People in Wisconsin can use an estate plan to help ensure that their financial strategy is sound. It can also help ensure that their preferences are honored when their assets are handed out to beneficiaries and can provide a sense of assurance that they have done what was necessary to see to it that their affairs are settled in the way they prefer. However, it is also important that an estate plan addresses how digital assets should be managed.
A person's digital footprint can include social media pages, email accounts, financial accounts, website domains, cryptocurrencies and digital purchases. Individuals who pass away without the right legal solutions in place risk their surviving loved ones not having access to those assets or not knowing how to manage them.

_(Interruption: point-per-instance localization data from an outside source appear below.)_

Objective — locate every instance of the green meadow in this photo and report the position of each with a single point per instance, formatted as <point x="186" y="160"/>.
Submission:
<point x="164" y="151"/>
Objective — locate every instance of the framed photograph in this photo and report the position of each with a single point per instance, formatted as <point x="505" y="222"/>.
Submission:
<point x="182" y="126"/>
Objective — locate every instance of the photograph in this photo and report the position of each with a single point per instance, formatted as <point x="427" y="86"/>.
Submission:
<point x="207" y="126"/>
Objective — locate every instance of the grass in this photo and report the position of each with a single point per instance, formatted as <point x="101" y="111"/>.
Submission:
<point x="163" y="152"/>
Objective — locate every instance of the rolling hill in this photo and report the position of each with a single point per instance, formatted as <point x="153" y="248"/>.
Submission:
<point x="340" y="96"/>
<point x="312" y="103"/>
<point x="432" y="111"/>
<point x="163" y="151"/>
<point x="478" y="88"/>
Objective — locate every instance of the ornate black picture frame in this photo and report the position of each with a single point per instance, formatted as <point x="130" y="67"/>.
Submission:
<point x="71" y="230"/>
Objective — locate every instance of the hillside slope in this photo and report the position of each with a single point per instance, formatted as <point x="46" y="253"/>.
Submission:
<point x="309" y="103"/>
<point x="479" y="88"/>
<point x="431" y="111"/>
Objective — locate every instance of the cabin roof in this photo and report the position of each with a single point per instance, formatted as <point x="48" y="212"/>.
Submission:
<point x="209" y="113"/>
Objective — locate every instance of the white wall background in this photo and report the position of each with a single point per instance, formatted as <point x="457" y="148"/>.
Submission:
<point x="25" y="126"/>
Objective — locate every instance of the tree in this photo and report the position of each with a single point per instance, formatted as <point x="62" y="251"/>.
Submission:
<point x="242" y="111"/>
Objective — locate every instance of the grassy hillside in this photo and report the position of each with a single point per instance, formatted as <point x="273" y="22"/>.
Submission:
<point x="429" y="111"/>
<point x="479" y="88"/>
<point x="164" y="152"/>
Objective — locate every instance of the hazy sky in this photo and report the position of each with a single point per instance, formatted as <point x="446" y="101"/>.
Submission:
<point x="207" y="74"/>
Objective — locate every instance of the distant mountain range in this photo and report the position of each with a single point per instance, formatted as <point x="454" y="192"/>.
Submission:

Maintaining a list of passwords and usernames to be given to a trusted person is no longer sufficient. If a third party had access to the login information, they may attempt to innocently access the accounts, which could have a number of unintended consequences, such as accusations of hacking.
Under the Revised Uniform Fiduciary Access to Digital Assets Act, individuals can appoint a fiduciary who will have the legal right to access their digital assets either before death, if the individuals unexpectedly becomes incapacitated, or after death. This authority can be granted using a power of attorney, will or trust.
An attorney who practices estate planning may consider the types of assets owned by a client and may recommend certain estate planning strategies and tools to ensure that the assets will be managed according to the client's wishes should the client become incapacitated or die. The attorney might assist with drafting the appropriate types of wills, trusts or powers of attorney that will stipulate how a client's digital assets should be managed.